I talk about voice technologies a lot. Especially over the phone and especially when at the office. The issue is that I have many voice devices and they often trigger even when I’m not referring to them.
We’re able to see a few new generations of voice triggering software advance to deal with issues of a device going off when not intended by the user. To quickly review, there are two big issues that trigger / wake word software can face:
- False Rejection — when the device doesn’t activate despite being called. This can be very frustrating.
- False Acceptance — when the device triggers by accident and when not intended by the user. This can be cute if it happens occasionally but annoying if it happens very often.

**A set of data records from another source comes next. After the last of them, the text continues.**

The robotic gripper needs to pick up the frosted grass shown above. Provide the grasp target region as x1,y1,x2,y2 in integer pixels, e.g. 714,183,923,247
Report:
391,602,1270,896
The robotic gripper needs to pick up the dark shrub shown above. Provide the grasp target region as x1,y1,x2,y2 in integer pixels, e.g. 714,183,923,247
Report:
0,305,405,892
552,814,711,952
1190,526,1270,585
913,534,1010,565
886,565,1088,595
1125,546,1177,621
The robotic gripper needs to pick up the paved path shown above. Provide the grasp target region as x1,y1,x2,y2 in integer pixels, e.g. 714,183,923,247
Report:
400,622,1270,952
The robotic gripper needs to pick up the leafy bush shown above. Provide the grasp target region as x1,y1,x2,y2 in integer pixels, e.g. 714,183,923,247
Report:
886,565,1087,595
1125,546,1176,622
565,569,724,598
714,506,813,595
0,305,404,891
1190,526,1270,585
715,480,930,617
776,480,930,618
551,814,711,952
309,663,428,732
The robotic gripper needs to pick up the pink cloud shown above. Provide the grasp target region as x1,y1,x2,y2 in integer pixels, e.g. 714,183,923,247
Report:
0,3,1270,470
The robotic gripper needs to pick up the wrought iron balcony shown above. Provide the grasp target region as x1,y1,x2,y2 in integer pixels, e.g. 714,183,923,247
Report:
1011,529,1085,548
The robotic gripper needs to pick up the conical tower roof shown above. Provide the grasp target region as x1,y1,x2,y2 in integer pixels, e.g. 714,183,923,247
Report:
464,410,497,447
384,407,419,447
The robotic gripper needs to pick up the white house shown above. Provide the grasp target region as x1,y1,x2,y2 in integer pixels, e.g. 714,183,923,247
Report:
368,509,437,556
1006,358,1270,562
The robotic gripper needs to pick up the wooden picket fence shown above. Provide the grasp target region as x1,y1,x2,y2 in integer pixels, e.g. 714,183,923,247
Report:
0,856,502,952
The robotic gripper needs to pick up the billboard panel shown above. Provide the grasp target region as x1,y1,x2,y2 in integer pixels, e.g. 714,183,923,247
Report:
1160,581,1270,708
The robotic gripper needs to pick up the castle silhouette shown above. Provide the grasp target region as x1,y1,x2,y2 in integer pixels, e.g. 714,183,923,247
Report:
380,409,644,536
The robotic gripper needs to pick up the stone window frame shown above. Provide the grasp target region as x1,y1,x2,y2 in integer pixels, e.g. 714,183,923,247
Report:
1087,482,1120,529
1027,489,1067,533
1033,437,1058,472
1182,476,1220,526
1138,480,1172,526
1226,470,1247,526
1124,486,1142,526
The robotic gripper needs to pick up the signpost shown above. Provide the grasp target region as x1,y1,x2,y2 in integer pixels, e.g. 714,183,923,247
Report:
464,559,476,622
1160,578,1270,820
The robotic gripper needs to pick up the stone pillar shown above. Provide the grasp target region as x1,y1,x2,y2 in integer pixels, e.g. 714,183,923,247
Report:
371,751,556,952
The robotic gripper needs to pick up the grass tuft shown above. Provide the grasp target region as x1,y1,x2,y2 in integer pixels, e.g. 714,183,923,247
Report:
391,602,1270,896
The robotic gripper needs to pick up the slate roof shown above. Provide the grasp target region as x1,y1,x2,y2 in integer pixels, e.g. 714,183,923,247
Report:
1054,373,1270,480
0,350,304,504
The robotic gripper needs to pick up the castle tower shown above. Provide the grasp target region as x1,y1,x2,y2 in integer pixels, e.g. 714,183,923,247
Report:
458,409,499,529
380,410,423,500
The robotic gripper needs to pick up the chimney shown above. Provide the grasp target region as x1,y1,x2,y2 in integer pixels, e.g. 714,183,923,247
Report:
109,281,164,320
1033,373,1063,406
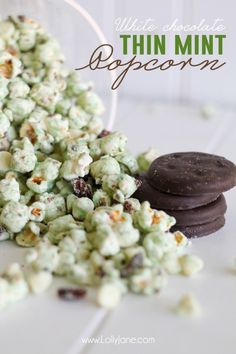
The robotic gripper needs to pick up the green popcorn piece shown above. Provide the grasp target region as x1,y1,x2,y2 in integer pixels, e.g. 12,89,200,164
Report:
0,111,11,138
60,137,89,159
0,151,12,176
20,191,34,205
11,138,37,173
32,157,61,181
76,241,93,263
45,114,69,143
143,232,177,263
115,152,138,175
124,198,141,215
102,173,137,204
60,152,93,181
0,21,15,41
39,193,66,222
0,201,29,232
7,97,35,124
58,236,77,254
47,215,78,244
0,178,20,206
0,224,11,241
84,117,103,139
90,156,120,184
89,225,120,257
26,176,51,194
72,197,94,221
21,67,45,84
113,213,140,247
29,202,45,222
0,51,22,79
77,91,104,116
8,77,30,99
3,263,29,304
0,75,9,101
68,106,91,129
56,98,72,116
54,251,75,275
68,261,94,286
84,204,123,232
90,132,127,158
19,29,36,52
16,221,40,247
129,267,167,295
30,81,60,113
134,202,175,233
137,148,160,172
93,189,111,208
26,240,59,272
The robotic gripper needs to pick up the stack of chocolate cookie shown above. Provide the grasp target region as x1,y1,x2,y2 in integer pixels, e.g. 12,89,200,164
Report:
134,152,236,237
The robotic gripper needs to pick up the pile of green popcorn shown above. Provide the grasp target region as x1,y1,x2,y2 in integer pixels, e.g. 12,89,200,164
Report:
0,16,203,312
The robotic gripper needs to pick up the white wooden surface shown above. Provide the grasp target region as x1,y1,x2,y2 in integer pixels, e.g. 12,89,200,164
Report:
0,100,236,354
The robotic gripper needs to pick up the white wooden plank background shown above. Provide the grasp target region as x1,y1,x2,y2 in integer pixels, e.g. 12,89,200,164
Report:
0,100,236,354
0,0,236,354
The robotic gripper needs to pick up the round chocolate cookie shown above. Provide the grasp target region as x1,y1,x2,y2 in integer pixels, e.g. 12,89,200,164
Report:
171,216,225,238
164,194,227,226
148,152,236,196
133,174,219,210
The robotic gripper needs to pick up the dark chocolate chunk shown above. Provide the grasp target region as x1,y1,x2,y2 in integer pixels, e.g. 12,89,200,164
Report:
148,152,236,196
133,174,219,210
57,288,86,301
164,194,227,226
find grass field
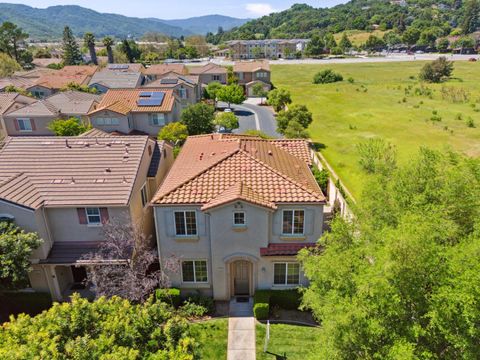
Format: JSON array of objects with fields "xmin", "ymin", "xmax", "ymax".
[
  {"xmin": 272, "ymin": 62, "xmax": 480, "ymax": 198},
  {"xmin": 191, "ymin": 319, "xmax": 228, "ymax": 360},
  {"xmin": 256, "ymin": 324, "xmax": 319, "ymax": 360}
]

The issue I’m referring to is #2.
In the first implementation of triggers, they used low power models running on DSPs. The next evolution used larger trigger models running on application processors.
Then, there was distributed decision making, with both the target and host triggers needed to be triggered to prevent false acceptance.

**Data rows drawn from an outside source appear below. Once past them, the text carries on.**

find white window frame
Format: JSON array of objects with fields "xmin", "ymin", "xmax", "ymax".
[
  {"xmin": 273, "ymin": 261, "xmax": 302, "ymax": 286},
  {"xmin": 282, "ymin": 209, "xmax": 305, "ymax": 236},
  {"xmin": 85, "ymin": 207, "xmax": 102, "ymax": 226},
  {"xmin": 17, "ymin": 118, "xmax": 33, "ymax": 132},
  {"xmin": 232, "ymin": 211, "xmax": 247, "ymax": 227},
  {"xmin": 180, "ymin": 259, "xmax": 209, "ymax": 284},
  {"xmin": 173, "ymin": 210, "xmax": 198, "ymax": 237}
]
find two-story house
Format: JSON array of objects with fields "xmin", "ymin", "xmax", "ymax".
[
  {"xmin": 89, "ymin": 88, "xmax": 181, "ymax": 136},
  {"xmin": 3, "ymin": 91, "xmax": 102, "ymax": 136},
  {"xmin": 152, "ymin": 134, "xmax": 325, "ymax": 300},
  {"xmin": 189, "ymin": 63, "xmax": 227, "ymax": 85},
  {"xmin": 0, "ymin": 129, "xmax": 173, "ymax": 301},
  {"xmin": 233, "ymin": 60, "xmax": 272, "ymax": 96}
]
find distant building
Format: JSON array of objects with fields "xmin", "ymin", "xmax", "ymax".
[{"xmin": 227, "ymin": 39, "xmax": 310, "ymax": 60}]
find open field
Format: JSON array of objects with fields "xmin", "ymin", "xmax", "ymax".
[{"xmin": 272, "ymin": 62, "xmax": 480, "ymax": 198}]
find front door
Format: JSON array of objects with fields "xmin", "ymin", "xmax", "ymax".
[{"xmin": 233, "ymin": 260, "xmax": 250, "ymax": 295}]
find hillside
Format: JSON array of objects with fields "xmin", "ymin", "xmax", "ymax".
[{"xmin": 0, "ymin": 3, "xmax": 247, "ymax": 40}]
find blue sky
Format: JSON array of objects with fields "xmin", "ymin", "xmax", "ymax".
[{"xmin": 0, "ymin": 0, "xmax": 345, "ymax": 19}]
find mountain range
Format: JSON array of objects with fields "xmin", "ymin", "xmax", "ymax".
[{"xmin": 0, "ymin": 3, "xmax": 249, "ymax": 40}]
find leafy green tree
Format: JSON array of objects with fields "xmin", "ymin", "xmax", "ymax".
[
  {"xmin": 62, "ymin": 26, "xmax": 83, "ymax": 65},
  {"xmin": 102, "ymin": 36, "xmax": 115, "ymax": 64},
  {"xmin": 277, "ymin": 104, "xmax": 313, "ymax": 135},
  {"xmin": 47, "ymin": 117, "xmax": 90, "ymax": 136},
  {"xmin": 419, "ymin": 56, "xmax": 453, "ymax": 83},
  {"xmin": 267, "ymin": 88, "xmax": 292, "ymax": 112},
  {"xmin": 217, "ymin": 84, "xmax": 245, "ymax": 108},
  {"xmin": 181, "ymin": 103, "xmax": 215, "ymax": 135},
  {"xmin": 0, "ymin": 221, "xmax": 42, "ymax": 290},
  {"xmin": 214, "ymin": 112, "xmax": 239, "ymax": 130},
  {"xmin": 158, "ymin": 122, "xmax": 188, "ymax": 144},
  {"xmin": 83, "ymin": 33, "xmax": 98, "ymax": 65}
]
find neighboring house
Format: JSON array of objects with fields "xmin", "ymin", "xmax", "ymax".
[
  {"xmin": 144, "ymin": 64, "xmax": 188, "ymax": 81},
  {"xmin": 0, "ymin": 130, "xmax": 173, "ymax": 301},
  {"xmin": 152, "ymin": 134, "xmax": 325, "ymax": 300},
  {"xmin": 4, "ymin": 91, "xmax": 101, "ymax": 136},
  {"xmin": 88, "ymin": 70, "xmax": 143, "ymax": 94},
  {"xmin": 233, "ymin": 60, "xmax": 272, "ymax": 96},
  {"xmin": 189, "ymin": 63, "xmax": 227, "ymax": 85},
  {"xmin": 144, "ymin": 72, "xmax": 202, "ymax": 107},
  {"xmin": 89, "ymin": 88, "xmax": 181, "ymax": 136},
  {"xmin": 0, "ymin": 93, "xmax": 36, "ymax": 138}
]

Nowadays, while triggers reside locally to prevent constant eavesdropping of the device, Amazon and Google will send the buffered audio of the trigger to the Cloud to verify the trigger was spoken. If it’s determined that it was an accident, then they shut down the stream. This implementation also prevents multiple devices within earshot of the speaker.

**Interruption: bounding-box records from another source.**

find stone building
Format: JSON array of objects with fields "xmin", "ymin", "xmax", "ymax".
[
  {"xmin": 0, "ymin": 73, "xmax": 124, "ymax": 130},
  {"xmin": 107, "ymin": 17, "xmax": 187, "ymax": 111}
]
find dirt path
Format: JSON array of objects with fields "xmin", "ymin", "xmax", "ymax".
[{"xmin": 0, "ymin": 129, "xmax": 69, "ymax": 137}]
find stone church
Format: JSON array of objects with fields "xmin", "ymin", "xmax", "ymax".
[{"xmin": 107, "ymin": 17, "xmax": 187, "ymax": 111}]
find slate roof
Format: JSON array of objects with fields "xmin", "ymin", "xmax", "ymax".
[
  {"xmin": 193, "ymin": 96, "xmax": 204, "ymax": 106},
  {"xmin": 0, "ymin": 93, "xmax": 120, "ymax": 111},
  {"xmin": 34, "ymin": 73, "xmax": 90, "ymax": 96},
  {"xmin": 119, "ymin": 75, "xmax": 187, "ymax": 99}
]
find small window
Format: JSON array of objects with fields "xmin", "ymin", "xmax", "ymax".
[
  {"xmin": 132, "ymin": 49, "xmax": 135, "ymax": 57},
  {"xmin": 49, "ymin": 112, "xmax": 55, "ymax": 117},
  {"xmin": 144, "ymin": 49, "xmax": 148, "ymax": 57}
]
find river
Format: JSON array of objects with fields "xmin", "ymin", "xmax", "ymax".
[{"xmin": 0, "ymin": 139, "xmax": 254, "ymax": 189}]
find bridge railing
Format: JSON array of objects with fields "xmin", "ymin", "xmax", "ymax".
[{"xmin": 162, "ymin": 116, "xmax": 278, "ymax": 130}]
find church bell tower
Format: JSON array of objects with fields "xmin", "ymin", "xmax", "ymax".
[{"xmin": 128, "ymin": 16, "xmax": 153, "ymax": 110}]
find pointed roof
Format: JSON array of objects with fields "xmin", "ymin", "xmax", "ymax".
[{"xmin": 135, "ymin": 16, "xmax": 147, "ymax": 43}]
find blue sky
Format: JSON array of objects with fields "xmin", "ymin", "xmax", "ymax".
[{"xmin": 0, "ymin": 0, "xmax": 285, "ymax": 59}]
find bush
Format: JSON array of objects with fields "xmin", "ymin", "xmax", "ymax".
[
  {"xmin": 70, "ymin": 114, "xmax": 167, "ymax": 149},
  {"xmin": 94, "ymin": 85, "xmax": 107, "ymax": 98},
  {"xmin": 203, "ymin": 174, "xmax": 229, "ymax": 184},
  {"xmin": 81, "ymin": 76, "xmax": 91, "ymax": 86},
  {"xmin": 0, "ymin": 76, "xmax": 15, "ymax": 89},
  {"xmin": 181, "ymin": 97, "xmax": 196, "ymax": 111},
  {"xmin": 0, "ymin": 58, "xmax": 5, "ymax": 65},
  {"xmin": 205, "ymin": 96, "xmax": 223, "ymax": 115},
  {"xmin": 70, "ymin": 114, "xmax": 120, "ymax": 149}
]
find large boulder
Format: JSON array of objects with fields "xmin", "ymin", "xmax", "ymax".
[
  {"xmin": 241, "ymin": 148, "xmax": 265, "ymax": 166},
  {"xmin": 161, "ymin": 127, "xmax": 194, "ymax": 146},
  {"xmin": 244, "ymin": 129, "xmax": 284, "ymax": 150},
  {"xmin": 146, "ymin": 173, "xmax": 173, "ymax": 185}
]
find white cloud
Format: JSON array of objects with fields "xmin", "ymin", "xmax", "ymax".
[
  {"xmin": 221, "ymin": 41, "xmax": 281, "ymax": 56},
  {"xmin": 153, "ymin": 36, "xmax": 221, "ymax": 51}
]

The next generation of trigger may understand the context of the user. Maybe there’ll be a acknowledgement, like the device perking ups its ears instead of responding? Knowing how many people are talking around the device and what type of speech is being spoken could be helpful. For example, if I’m referring to Alexa mid-sentence, there’s no pause before speaking the wake word but if I’m actually saying “Alexa”, there’s usually some silence before.